Levando-se em consideração que o processo civil é um fenômeno cultural de produção exclusiva do homem, deve-se, de acordo com ALVARO DE OLIVEIRA, “estabelecer uma solução de compromisso, que permita ao processo atingir suas finalidades essenciais em razoável espaço de tempo e, principalmente, com justiça” E, ao mesmo tempo, deve-se “estar atento para que o poder concedido ao juiz não redunde em arbítrio ou comprometa sua necessária e imprescindível imparcialidade”.

Tendo em vista a percepção moderna do processo civil, é de grande valia ter-se em conta que o juiz é um agente político do Estado, portador do poder estatal e expressão da democracia, sendo que a extensão dos seus poderes está arraigada à natureza e à função do processo civil, bem como à maior ou menor eficiência desse instrumento na realização dos seus objetivos. Realça-se, assim, o ativismo judicial como algo que realmente pode contribuir para a mais apurada realização da tutela jurisdicional. Impende atentar, contudo, que, em face da conturbada realidade da sociedade atual, que vive em constante mudança, revela-se inadequada à investigação solitária pelo órgão judicial.

É indispensável para efetivo uso do principio da cooperação, pois, um juiz mais ativo, situado no centro da controvérsia, o que, ao invés de quedar-se distante das partes, vai buscar restabelecer o caráter isonômico do processo, ou, ao menos, conseguir um ponto de equilíbrio.  Impende ressaltar que esse objetivo, dentro de uma perspectiva não autoritária do papel do juiz e mais contemporânea em relação à divisão do trabalho entre o juiz e as partes, somente pode ser alcançado por meio do fortalecimento dos poderes das partes, com sua participação      mais ativa e leal no processo, para que assim venha a contribuir mais efetivamente à formação da decisão judicial, com ampla colaboração tanto na pesquisa dos fatos como na valorização jurídica da causa.[24]
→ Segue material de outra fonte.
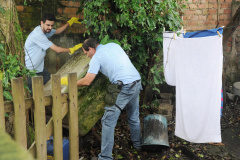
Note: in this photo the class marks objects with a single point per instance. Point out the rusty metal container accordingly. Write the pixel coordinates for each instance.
(155, 132)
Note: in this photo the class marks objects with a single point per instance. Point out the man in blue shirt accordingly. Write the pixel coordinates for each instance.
(113, 62)
(37, 43)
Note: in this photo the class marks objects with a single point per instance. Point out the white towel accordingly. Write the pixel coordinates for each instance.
(169, 57)
(198, 88)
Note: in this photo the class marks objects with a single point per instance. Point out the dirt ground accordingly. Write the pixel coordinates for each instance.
(179, 149)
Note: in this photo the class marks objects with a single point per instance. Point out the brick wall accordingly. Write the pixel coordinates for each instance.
(206, 14)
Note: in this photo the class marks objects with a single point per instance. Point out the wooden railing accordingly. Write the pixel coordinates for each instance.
(61, 105)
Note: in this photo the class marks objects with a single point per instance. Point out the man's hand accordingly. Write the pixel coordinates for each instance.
(73, 20)
(64, 81)
(76, 47)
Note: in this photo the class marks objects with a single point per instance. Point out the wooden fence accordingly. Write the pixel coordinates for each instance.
(61, 105)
As disposições legais realçam o papel do juiz na condução do processo. No Código de Processo Civil brasileiro, como expressão, ainda que um pouco tímida desse poder de condução do processo pelo juiz, cita-se, a exemplo de outros, os artigos 105, 110, 113, §2º, 182, §2º, 262, 267, §1º e §3º, 284 e, na questão atinente à matéria instrutória, os artigos 130, 342, 343, 355, 399, 418, 440, 446, 451, etc. Forçoso destacar que o uso das faculdades instrutórias pelo juiz não é incompatível com o princípio da imparcialidade, pois, nas palavras de BARBOSA MOREIRA, tal fato “não exclui no órgão judicial a vontade de decidir com justiça, e portanto a de dar ganho de causa à parte que tenha razão”.[25]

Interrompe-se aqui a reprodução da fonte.